Rien n’est plus inspirant que la beauté du monde qui nous entoure. Les détails imparfaits d’une feuille, la façon dont la lumière danse sur le métal, l’éclat brut d’une pierre précieuse. Nous croyons que créer de la beauté, c’est être dignes de la beauté qui nous entoure. Respecter les matériaux, préserver le savoir-faire et penser de manière durable.
Notre engagement éthique n’est pas une contrainte ; c’est un choix évident. C’est ainsi que nous façonnons demain : en laissant la beauté de la nature nous guider, en en prenant soin et en veillant à ce que ce qui nous émeut aujourd’hui continue de créer des liens porteurs de sens demain. Cette conviction prend vie chaque jour dans les jardins de nos sites de production, grâce à Raoul, notre jardinier.
Le jardin est une toile vivante, où la créativité, la durabilité et la transmission prennent racine. Nous avons rencontré Raoul pour évoquer son parcours, sa philosophie du jardinage et ce qui rend un potager tout aussi beau et porteur de sens qu’un bijou.
Le jardinage demande de l’humilité, de la créativité et l’acceptation de l’échec avant de recommencer. Il doit refléter qui l’on est. Personnellement, je suis adepte du « jardinage punk ». Je ne crois pas au jardin dit « parfait ». Il n’y a pas de mauvaises herbes, seulement des plantes qui n’ont pas encore trouvé leur place. La nature n’aime pas le vide : tout a un rôle.
De ton point de vue, qu’apporte le potager à la vie de la manufacture ?

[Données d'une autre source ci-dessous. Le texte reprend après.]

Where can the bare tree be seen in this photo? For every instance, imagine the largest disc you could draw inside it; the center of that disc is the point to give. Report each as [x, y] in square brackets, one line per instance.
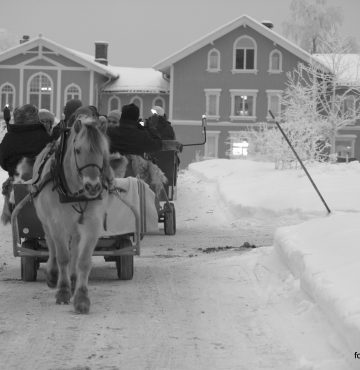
[310, 21]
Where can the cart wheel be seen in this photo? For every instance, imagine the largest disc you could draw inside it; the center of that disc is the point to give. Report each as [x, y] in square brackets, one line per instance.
[169, 219]
[28, 268]
[125, 263]
[125, 267]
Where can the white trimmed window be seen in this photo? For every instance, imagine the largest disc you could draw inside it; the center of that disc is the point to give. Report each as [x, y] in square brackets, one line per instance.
[239, 145]
[213, 64]
[159, 101]
[275, 62]
[243, 104]
[211, 148]
[139, 102]
[72, 91]
[40, 91]
[345, 145]
[7, 91]
[114, 103]
[212, 103]
[245, 55]
[348, 107]
[274, 103]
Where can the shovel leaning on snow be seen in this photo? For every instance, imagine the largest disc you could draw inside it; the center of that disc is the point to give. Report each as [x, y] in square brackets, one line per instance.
[300, 161]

C’est bien plus qu’un simple décor. Je le vois dans le regard des gens chaque matin : beaucoup jettent un coup d’œil vers les plantes en arrivant. Nombreux sont ceux qui s’arrêtent pour discuter, poser des questions. C’est ainsi que naissent les liens. J’aime préparer des paniers variés pour les employés, souvent avec des légumes qu’ils n’ont jamais goûtés auparavant. Cela suscite des échanges, de la curiosité. Je peux partager des conseils, des recettes, et voir comment chacun se reconnecte au rythme de la nature.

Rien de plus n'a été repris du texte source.